Some of the iconic modernist's sculptures tower over crowds in cities around the world. Less known are the ones he made to adorn necks, wrists, and ears.
BY RACHEL SMALL
American artist Alexander Calder is best known for towering steel sculptures and mobiles that balance imposing size with graceful shapes and bright colors. Less well-known is that, throughout his career, he crafted upwards of 1,800 one-of-a-kind pieces of jewelry, often as gifts for friends and family, that echoed qualities of his larger works on a miniature, intimate scale. This month, London’s Louisa Guinness Gallery has a solo exhibition of his jewelry, the first in the United Kingdom (through Nov. 5). Titled “The Boldness of Calder,” it brings together 25 pieces—of which 15 are for sale and 10 are on loan—all made between 1936 and 1950. Unusual for a gallery, items on sale sit alongside others loaned by private collections and institutions, including four central pieces from the Calder Foundation that have never before been formally exhibited. The occasion has been over a decade in the making for owner Louisa Guinness, who founded the space in 2003 to focus on artist-made jewelry. “My decision to establish my gallery sprung from seeing my mother-in-law’s beautiful Calder necklace,” she says.
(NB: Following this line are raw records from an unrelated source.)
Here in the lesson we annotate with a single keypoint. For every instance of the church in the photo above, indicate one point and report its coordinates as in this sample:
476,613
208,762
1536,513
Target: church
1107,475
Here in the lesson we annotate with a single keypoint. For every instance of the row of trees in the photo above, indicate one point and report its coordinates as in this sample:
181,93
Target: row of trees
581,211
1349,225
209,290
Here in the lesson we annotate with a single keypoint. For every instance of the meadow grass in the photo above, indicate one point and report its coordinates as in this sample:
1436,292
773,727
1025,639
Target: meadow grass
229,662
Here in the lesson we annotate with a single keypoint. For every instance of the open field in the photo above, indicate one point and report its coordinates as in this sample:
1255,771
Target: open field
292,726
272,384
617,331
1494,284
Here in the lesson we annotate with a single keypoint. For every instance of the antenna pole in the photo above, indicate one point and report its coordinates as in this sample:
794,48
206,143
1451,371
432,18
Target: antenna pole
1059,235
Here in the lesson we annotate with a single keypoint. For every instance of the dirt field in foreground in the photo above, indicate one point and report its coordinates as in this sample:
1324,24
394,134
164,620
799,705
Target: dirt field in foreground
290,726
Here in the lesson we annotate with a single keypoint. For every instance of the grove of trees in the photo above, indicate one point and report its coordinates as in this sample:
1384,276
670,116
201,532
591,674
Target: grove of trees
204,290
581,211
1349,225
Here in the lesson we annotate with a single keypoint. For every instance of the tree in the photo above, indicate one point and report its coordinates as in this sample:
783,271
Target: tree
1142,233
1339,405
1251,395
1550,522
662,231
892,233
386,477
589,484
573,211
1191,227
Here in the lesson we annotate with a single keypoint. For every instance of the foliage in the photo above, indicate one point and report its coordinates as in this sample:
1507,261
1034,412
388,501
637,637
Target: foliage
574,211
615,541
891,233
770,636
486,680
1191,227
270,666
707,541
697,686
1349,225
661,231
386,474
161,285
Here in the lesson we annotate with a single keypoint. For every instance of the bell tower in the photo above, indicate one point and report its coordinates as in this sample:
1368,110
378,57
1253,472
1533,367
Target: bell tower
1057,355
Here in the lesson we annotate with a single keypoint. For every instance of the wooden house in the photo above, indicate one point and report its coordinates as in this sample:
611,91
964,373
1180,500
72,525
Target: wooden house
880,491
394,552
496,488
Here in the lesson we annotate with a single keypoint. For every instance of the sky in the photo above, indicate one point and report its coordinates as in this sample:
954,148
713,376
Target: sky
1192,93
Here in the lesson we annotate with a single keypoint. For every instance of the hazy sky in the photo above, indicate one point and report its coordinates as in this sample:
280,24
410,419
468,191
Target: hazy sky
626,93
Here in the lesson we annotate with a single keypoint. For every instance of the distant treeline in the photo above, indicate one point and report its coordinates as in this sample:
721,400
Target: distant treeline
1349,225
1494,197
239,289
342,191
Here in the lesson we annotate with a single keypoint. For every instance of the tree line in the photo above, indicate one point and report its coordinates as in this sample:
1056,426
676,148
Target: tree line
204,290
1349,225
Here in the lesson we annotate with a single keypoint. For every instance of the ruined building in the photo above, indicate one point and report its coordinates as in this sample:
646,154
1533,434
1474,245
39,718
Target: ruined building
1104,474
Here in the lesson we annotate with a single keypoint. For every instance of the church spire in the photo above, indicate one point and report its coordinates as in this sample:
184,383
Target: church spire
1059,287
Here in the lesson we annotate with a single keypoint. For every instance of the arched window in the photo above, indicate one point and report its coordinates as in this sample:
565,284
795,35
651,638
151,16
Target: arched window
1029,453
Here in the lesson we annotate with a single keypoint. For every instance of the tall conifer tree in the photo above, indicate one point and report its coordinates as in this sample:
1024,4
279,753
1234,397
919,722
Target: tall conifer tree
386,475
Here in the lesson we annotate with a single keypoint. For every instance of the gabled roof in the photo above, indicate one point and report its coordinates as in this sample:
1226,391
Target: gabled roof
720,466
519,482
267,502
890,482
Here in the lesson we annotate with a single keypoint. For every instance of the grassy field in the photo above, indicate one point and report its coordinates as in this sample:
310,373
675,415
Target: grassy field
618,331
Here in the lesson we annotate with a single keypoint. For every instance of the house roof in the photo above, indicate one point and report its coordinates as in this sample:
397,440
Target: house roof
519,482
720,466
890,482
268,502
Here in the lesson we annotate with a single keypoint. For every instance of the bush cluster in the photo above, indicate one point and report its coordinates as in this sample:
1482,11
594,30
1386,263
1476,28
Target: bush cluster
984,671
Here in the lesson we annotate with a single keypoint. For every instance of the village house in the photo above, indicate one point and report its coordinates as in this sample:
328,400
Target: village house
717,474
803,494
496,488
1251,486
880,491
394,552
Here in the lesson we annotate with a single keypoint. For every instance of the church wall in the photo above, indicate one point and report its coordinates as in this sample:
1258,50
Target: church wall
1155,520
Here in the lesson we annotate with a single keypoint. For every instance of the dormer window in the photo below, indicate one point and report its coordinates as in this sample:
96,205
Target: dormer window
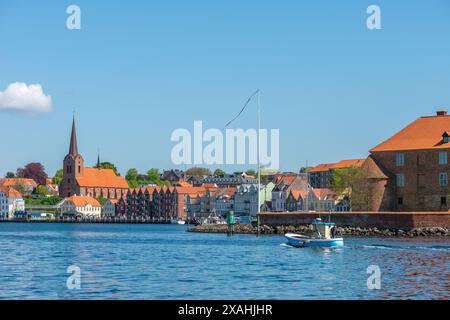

So, it was both personal passion and professional ambition that drove Guinness to work relentlessly at rounding out the show’s components. “It was imperative that I gave the moment its due circumstance,” Guinness adds. “I felt compelled to show key, museum-quality works.” Also on view will be photographs of women wearing his jewelry, like Peggy Guggenheim, Simone de Beauvoir, and others Guinness describes as the “most forward-thinking minds of their time.” These will be juxtaposed to new photographs of the pieces, shot by fashion photographer Alexander English, and styled on a model in a clearly contemporary manner. “I wanted to show the works’ timelessness,” she says. “The images represent the of-the-moment appeal of Calder’s jewelry, which endures today.”